With the advent of deep learning techniques and large-scale datasets, recent years have witnessed rapid progress in monocular human mesh recovery. Despite the impressive performance of public benchmarks, existing methods are vulnerable to unusual poses, which prevents them from practical deployment to scenarios such as dance and martial arts.This issue is mainly attributed to the domain gap induced by data scarcity in relevant cases. However, most public datasets are captured under constrained settings and lack samples of such complex movements.

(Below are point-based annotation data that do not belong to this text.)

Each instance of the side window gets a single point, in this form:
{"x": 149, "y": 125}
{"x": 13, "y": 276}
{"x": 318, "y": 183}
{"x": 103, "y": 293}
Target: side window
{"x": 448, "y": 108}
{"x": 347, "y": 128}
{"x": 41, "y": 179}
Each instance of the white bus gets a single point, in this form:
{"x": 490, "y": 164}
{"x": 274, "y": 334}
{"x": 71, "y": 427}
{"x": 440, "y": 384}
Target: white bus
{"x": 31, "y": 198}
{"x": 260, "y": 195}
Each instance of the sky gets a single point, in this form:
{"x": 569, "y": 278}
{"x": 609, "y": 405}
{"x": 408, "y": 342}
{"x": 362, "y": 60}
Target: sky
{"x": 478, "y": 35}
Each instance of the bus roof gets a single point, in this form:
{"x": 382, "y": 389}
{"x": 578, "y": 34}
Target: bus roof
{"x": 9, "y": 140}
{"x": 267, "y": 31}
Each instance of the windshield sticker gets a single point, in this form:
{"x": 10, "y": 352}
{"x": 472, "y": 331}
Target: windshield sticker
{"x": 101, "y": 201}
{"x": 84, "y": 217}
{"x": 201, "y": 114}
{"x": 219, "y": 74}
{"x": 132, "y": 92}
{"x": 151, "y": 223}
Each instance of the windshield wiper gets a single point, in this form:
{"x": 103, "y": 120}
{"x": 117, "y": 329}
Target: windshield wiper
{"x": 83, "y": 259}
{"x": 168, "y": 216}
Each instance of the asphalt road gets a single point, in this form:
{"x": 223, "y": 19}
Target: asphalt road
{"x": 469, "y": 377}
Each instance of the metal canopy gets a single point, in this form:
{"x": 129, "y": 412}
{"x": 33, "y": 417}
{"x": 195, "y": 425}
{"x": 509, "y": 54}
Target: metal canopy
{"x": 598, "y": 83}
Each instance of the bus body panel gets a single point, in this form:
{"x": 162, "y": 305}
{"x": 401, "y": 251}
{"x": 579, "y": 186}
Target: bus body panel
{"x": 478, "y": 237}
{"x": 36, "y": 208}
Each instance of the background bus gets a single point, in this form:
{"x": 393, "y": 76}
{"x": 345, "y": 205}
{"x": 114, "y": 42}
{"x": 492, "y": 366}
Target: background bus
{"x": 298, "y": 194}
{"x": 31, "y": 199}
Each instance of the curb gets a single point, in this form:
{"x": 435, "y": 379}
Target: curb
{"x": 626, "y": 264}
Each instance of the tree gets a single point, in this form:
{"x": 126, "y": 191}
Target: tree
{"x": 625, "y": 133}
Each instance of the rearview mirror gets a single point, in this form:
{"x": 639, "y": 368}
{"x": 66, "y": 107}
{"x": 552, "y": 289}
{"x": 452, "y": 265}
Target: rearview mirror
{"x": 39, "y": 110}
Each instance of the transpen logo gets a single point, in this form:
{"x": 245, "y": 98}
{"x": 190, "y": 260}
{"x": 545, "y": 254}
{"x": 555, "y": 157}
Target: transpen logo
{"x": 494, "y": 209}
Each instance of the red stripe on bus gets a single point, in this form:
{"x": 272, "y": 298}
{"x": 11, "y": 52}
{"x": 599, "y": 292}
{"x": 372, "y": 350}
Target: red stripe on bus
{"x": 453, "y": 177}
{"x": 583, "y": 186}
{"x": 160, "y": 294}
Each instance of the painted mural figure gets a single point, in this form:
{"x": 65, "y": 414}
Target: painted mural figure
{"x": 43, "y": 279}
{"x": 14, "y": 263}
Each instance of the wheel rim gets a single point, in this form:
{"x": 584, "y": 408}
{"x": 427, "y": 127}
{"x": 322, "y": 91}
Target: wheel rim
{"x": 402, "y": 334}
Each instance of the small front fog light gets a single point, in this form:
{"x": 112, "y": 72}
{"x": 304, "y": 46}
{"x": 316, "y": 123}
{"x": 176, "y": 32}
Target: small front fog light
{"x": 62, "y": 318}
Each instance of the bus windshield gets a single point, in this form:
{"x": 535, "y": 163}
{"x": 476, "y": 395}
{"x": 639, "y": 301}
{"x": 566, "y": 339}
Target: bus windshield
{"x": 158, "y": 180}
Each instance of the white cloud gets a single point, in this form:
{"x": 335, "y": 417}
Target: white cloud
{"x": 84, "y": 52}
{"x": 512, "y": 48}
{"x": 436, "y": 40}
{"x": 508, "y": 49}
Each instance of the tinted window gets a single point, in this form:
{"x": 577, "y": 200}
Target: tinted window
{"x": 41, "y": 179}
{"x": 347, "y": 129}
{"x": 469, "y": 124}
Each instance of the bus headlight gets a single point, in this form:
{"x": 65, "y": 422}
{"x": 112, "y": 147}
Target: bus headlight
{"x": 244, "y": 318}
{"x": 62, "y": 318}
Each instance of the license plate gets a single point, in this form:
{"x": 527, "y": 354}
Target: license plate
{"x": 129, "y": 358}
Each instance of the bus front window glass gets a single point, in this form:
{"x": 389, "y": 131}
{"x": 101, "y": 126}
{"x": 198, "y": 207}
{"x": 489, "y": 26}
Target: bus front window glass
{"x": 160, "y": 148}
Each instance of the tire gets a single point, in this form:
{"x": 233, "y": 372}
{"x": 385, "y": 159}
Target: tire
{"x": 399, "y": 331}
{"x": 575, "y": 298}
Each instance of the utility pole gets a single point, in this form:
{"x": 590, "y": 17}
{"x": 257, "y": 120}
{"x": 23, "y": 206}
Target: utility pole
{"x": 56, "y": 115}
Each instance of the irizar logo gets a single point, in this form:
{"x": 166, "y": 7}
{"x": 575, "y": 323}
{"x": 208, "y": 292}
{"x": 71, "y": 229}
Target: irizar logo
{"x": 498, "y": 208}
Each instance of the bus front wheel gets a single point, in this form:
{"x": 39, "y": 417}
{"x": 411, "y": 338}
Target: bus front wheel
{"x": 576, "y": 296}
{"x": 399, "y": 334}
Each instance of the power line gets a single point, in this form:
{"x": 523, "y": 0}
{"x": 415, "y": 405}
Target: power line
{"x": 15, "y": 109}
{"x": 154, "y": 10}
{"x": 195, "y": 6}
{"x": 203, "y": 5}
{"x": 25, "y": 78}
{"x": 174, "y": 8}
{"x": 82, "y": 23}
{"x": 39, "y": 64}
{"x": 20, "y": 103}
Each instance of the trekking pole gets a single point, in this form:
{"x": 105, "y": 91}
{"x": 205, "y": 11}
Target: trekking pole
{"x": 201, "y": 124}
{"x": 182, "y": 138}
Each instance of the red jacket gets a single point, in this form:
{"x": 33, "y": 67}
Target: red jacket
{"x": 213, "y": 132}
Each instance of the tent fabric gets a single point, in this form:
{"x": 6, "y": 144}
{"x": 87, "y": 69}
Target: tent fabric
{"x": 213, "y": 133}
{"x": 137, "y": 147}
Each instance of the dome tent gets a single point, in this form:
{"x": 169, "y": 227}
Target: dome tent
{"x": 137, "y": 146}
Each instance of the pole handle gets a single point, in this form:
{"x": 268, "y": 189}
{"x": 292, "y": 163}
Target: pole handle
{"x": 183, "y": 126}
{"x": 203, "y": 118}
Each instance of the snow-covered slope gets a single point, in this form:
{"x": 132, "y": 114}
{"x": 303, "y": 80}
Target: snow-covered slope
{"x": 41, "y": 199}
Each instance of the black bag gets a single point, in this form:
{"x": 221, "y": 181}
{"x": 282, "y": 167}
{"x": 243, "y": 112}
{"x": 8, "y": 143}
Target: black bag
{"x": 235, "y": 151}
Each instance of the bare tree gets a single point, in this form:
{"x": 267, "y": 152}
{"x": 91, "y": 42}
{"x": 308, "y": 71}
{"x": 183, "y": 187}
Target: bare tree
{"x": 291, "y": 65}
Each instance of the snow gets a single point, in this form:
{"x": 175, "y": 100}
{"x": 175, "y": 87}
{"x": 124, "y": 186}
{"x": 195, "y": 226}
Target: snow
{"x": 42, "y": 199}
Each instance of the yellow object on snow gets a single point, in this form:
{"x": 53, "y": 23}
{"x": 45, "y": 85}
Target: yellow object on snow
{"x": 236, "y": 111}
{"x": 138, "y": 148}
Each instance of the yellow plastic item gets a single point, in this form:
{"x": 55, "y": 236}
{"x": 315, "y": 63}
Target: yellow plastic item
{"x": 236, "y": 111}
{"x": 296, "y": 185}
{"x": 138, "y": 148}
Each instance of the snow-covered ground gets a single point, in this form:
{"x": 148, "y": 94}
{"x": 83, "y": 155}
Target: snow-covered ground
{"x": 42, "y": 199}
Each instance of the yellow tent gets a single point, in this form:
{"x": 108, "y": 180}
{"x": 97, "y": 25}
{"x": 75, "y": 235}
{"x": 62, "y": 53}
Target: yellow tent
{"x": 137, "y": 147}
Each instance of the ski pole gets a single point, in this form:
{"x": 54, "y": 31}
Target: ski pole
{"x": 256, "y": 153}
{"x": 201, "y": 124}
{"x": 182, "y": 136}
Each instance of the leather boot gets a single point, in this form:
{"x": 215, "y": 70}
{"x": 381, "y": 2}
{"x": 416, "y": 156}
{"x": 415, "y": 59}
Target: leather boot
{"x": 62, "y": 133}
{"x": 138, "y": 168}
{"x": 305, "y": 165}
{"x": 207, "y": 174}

To mitigate data scarcity, we propose a pipeline for automatic data crawling, precise annotation, and hardcase mining. Based on this pipeline, we establish a large dataset in a short time. The dataset, named HardMo, contains 7M images along with precise annotations covering 15 categories of dance and 14 categories of martial arts. According to our observation, the failure in the two scenarios is mainly characterized by incorrect posture of hand-wrist and foot-ankle. For further investigation in the two hardcases, we leverage the proposed automatic pipeline to filter collected data and establish two subsets named HardMo-Hand and HardMo-Foot.
Extensive experiments demonstrate the efficacy of the annotation pipeline and collected dataset. Specifically, after being trained on HardMo, HMR, an early pioneering method, can even outperform the current state of the art, 4DHumans, on our benchmarks.